REFLECTION FOR TODAY,
November 4, 2020
By Fr. Andrew Ibegbulem, OSA
“If anyone comes to me without hating his father and mother, wife and children, brothers and sisters, and even his own life, he cannot be my disciple.” Luke 14:26
Jesus explains the total dedication necessary to be his disciples, telling the crowds, to hate father, mother, wife and children and that whoever does not carry his own cross and come after me cannot be my disciple. Did Jesus made a mistake in the above saying?. No, He really said this. It’s a strong statement and the word “hating” in this sentence is quite definitive. So what does this actually mean?
Like everything Jesus said, it must be read in the context of the entire Gospel. Remember, Jesus said that the greatest and first commandment was to “Love the Lord your God with your whole heart…” He also said to “Love your neighbor as yourself.” This most certainly includes family. However, in the passage above, we hear Jesus telling us that if anything whatsoever gets in the way of our love of God, we must eliminate it from our life.
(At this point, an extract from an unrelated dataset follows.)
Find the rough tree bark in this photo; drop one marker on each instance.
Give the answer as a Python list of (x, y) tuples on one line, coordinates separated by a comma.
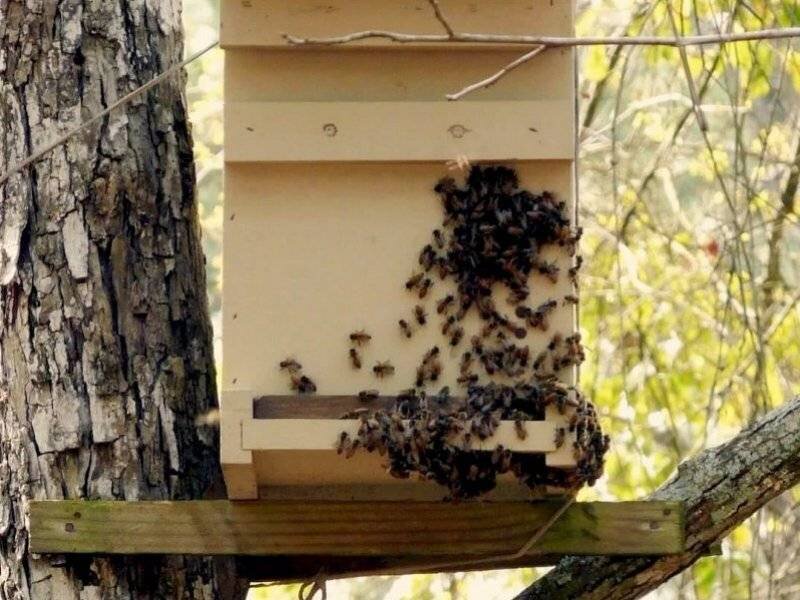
[(105, 342), (721, 487)]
We must “hate” it.
Hate, in this context, is not the sin of hate. It’s not an anger welling up within us that causes us to lose control and say mean things. Rather, hate in this context means we must be ready and willing to distance ourselves from that which gets in the way of our relationship with God. If it is money, prestige, power, the flesh, alcohol, etc., then we must eliminate it from our lives. Shockingly, some will even find that they must distance themselves from their own family in order to keep their relationship with God alive. But even in this case, we are still loving our family. Love simply takes on different forms at times.
The family was designed to be a place of peace, harmony and love. But the sad reality that many have experienced in life is that sometimes our family relationships directly interfere with our love of God and others. And if this is the case in our lives, we must hear Jesus telling us to approach those relationships in a different way out of love for God.
Perhaps this Scripture could be misunderstood and misused at times. It is not an excuse to treat those in the family, nor anyone else, with spite, harshness, malice or the like. It is not an excuse to let the passion of anger well up in us. But it is a call from God to act in justice and truth and to refuse to allow anything to separate us from the love of God.
Reflect, today, upon that which is the greatest obstacle to your relationship with God. Who or what tears you away from loving God with your whole heart. Hopefully there is nothing or no one who fits this category. But if there is, hear the words of Jesus today encouraging you to be strong and calling you to put Him first before anything else in life.
Lord, help me to constantly see those things in my life that keep me from loving You. As I identify that which deters me in faith, give me the courage to choose You above all things. Give me the wisdom to know how to choose You above all things. Jesus, I trust in You.